The day after we watched this movie my partner comes home with a large tapestry that was gifted to her. She unfolds it and there is an image of a large tree. On this tree are various flowers in full bloom, and various birds and animals. In the center of the tree is a basket hanging from one of the branches with flowers bursting out of it. This beautiful Tree of Life now adorns the wall where we once hung pictures of all the saints, Gods and Goddesses that were major influences in our life. We had been wondering what was going to go up on the wall several days before when we had taken all the images down. In a meditation my partner had a vision of the wall being naked, bare (also another pointer at our ‘naked awareness’!). So we took all the images down. Our question was answered brilliantly by the universe in the gift of the Tree of Life tapestry.

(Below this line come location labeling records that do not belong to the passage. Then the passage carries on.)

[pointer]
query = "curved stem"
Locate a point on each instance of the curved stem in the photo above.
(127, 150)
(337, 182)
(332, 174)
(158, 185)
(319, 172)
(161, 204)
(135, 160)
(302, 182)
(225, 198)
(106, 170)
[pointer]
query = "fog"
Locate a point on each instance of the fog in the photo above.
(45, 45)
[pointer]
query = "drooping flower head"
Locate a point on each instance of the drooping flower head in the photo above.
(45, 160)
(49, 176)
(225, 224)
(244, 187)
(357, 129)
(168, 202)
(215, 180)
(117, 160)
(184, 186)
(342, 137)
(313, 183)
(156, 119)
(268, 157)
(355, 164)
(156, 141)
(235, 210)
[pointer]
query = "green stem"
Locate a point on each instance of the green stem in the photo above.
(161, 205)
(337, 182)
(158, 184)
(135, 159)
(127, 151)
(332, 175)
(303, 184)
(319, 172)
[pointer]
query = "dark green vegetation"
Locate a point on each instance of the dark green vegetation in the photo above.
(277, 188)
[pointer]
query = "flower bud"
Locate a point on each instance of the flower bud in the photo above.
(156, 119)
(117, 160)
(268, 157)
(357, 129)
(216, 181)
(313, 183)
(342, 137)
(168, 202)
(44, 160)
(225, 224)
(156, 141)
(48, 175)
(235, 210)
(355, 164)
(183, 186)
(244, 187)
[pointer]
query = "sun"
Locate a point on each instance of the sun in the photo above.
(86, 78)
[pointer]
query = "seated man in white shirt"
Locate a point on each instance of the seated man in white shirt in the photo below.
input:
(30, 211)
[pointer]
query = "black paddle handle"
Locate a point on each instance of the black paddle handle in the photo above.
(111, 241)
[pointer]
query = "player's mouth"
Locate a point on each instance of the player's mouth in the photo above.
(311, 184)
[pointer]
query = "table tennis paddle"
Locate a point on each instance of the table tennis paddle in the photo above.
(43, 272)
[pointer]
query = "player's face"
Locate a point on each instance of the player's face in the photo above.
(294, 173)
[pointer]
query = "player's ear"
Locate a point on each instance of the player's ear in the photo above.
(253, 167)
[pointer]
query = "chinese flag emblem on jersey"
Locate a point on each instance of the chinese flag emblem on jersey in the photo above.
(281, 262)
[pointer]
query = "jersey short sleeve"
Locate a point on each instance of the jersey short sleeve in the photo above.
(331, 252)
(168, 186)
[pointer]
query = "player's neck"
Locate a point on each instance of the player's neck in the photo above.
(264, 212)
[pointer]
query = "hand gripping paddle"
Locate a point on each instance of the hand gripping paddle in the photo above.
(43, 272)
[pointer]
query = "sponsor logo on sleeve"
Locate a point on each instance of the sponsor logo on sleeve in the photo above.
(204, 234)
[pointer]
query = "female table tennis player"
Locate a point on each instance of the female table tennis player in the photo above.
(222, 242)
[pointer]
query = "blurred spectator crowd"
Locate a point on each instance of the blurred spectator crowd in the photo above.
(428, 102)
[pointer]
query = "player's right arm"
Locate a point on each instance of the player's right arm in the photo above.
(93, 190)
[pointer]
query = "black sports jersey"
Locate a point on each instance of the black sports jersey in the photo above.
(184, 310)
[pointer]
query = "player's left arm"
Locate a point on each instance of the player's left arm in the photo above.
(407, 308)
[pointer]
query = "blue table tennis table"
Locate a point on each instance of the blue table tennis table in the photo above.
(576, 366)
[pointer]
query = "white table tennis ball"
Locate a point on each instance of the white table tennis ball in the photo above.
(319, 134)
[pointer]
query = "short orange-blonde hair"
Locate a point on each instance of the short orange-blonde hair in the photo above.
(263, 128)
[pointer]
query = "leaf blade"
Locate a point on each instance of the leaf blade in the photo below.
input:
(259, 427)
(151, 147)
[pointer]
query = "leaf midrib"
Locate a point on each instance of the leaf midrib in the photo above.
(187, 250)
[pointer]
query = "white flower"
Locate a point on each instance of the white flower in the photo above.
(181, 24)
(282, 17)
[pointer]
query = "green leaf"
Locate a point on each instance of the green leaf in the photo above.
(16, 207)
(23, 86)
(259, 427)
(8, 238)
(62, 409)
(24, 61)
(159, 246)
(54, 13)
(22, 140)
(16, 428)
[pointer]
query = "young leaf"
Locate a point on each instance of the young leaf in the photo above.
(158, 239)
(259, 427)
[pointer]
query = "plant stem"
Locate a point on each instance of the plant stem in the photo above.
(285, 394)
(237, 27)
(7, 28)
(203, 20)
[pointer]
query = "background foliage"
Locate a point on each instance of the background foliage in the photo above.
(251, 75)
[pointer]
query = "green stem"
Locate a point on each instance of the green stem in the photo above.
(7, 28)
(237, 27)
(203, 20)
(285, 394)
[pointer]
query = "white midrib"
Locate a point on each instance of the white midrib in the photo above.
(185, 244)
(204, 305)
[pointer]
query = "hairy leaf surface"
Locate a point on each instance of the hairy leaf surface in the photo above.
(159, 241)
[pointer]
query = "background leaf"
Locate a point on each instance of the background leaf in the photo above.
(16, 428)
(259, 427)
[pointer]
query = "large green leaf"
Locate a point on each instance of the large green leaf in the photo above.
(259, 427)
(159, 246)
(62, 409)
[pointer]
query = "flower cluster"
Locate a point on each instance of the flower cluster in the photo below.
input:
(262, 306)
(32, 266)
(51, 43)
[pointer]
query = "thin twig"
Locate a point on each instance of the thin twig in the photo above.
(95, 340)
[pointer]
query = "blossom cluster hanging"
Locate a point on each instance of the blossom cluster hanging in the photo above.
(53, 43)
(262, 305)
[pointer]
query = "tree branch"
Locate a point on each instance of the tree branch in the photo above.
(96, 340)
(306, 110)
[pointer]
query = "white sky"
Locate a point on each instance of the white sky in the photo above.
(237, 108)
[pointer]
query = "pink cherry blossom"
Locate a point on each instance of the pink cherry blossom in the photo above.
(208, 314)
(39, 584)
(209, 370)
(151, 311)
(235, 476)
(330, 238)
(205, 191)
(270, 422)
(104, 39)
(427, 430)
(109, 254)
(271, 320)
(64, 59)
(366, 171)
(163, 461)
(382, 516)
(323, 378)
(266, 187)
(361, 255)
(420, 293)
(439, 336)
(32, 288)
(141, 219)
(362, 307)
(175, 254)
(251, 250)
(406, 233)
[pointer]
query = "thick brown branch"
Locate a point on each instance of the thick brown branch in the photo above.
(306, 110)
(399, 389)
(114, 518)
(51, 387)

About a month prior to my experience on July 4th I had been gifted a picture of Papaji. A day before that I had an experience in meditation where I saw Papaji in the heart center on the right side of my chest. I made no mention of this to my friend who gifted me the beautiful, framed image until after he presented it to me. This was a bit of foreshadowing from the universe. Papaji loved the Buddha. Even on his deathbed he was continually pointing to true nature, responding to his devotees’ inquiries into how he was feeling by asking them, “Where is the Buddha? Where is the Buddha?”. Papaji was the guide who ultimately pointed me back to the Buddha, to simplicity, to the direct clear light of my own awareness. The way that unfolded is still a mystery to me. I feel such a deep gratitude to all my teachers and guides: Papaji, Ed Muzika, Robert Adams, Ramana, Shakyamuni, and to all my zen teachers who watched me fail time after time at answering my koan.
Nothing is hidden. It is always in plain sight. What is revealed in the absence of mind-clinging is the immaculate shining of your own Self. It is self-arising, self-evident, and self-shining. This Self has always been shining. It is a radiant sun, a wide-open sky. Self-perfected, what could we possibly do to improve this radiance? It is Simplicity. It is resting in your own Self with nothing to do to make strides towards any spiritual goal. As mind activity drops away you see how radiant your ‘original face’ has always been.
I ask within, “now what?”. Immediately, “just stay here!”. Dwell in this endlessly. Stay here in the ‘natural state’, as the Tibetan Buddhists call it, or ‘ordinary mind’ in zen. Where else is there to go? Garab Dorje, Tibetan Master, says, “In this, the simplest of approaches, without thought, naturally relaxed and with nothing to contemplate or do, we merely abide. We are not peering into the beyond or hankering for special feelings or visions. We refrain from grasping at what is ineffable or conceptualizing what is by its very nature inconceivable.”
As one of my teachers, Ed Muzika, often says, “Nothing to do, nowhere to go, no-one to be”. I’ve ruminated over those words and felt the depth of their truth for many years now, but only recently am I realizing the joy inherent in those words. What a relief! One time, in satsang, Ed said to all of us, something like this, “I’m giving you all a permission slip to roam the halls during class. You’re free.”
Anytime you like, you can write yourself a permission slip to exit the mind and roam the halls of your own Being. You need not consult with anyone. Your own Self holds the master key to open the door and let you out of class. You’re free.